The war in Somalia has led to closeR intelligence collaboration between Burundi, Djibouti, Kenya and Uganda that is thought to have thwarted plans by the Al Shabaab militia to launch terror attacks in the region over Christmas and New Year holidays.
The first public indication of this increasingly tight-knit intelligence networking from countries with troops in Somalia came during the November 2011 extraordinary session of the Inter-Governmental Authority on Development (Igad), held to discuss the Somalia crisis. It has emerged that there was a technical meeting on the sidelines to try hammer out a framework for joint operations.
Kenya’s Assistant Minister for Internal Security, Joshua Orwa Ojode, noted that there was a close collaboration among all the neighbouring states in monitoring Al Shabaab activities.
“Even though each state has its separate intelligence gathering network, we call each other often and exchange information on the activities of Al Shabaab. However, there is no joint regional intelligence entity to deal with the group,” he said.
With Kenya’s entry into the war, followed by Ethiopia’s return a month later, sources tell The EastAfrican that Nairobi has become a “beehive of intelligence co-ordination” for the war effort in Somalia.
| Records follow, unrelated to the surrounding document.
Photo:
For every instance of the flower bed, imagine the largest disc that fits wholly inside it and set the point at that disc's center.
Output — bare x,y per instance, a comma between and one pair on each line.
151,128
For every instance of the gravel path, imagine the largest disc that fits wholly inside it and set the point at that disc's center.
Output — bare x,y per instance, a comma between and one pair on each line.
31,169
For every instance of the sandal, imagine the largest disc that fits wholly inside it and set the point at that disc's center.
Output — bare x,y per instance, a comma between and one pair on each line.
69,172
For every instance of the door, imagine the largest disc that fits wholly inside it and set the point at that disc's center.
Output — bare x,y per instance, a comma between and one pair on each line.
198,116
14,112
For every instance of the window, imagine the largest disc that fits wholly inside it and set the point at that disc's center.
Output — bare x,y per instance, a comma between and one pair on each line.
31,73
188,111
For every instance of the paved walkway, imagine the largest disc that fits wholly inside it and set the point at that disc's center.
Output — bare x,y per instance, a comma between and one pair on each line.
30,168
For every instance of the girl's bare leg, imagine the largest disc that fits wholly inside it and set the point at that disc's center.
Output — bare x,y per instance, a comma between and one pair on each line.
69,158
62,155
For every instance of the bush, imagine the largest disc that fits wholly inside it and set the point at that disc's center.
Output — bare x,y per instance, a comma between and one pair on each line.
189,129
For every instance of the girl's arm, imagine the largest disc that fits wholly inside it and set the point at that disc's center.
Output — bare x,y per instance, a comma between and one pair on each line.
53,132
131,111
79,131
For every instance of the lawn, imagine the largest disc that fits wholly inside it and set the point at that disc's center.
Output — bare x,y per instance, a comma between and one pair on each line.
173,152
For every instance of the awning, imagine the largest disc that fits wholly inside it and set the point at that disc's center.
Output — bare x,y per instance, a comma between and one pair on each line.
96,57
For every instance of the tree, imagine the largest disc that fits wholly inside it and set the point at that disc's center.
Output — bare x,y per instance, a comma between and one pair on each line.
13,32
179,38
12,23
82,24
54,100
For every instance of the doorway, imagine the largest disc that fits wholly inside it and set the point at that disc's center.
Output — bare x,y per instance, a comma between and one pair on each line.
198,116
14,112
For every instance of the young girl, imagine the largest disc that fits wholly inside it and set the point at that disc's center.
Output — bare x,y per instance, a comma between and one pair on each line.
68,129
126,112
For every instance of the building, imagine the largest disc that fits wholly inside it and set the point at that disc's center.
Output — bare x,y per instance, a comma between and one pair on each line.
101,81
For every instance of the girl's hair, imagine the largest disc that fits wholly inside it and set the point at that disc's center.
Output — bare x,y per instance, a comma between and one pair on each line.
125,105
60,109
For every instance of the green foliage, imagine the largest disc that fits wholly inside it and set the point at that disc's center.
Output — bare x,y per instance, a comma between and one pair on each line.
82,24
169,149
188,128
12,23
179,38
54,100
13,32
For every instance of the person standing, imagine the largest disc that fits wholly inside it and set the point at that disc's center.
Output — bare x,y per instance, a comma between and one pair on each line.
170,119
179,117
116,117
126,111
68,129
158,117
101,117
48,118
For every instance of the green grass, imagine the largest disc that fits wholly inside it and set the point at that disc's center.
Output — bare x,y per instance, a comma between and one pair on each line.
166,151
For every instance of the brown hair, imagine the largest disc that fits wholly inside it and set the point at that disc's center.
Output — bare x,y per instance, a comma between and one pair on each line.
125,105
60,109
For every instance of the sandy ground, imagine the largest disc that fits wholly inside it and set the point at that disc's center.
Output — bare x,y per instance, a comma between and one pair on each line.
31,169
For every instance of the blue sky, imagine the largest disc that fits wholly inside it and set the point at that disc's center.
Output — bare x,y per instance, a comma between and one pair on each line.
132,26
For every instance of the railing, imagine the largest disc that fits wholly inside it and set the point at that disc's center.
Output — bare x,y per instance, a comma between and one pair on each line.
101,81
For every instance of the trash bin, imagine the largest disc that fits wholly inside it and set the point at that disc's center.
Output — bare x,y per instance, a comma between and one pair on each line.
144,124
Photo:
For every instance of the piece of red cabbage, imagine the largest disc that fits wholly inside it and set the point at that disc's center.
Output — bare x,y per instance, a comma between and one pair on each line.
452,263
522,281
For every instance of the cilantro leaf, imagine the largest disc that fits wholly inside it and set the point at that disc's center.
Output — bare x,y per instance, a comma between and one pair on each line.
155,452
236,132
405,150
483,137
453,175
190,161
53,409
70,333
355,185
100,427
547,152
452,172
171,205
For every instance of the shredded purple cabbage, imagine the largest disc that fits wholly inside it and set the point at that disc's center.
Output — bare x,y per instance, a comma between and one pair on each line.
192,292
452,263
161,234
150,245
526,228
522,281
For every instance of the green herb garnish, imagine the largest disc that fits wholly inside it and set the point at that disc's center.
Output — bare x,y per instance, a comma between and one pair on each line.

Kenya and Uganda, for instance, had warned citizens of major reprisal attacks over Christmas and New Year celebrations, but the holidays passed without incident, barring a grenade attack at a Garissa nightclub on December 31.
Analysts said the fact that the attacks did not happen deeper into Kenya indicated that it a faction of Al Shabaab without a regional network was involved — possibly non-Somali fighters from Afghanistan and the Middle East who have joined the militia in recent years. 
An Amisom source agreed. “If they were Somali, they would not be concentrating their attacks in parts of Kenya populated almost exclusively by Kenyan Somalis,” he said.  
The inability of the Shabaab to attack over the holiday season, apart from the fact that they are probably quite weakened, could also be because the ethnic Somali populations in the other East African countries “have not bought into the terrorist project,” he argued.
But for the security agencies in the region, it is not yet time to celebrate.
Last week, the Kenyan police warned that Al Qaeda operatives had joined Al Shabaab to plot attacks on key installations in the country and beyond.
Nevertheless, the co-operation among countries in the region recently enabled Kenya to publish the names of 15 suspects with Al Shabaab connections who are believed to have entered the country from Kismayu. The group comprises nine Kenyans, two “Asians” and four Somalis aged between 24 and 32.
On January 4, defence ministers and senior military officers of six East African countries met in Addis Ababa to work out a strategy to deal with Al Shabaab.
They endorsed a plan to increase the authorised strength of the Amisom force from 12,000 to 17,700 troops.
This came amid ongoing discussions in Addis Ababa between the African Union Mission in Somalia, (Amisom), the Kenyans and Ethiopians on the conduct of joint operations in 2012.
The discussions centred on how to assign each country joining Amisom specific regions of engagement to avoid confrontation between the military operations and misunderstanding between the various forces.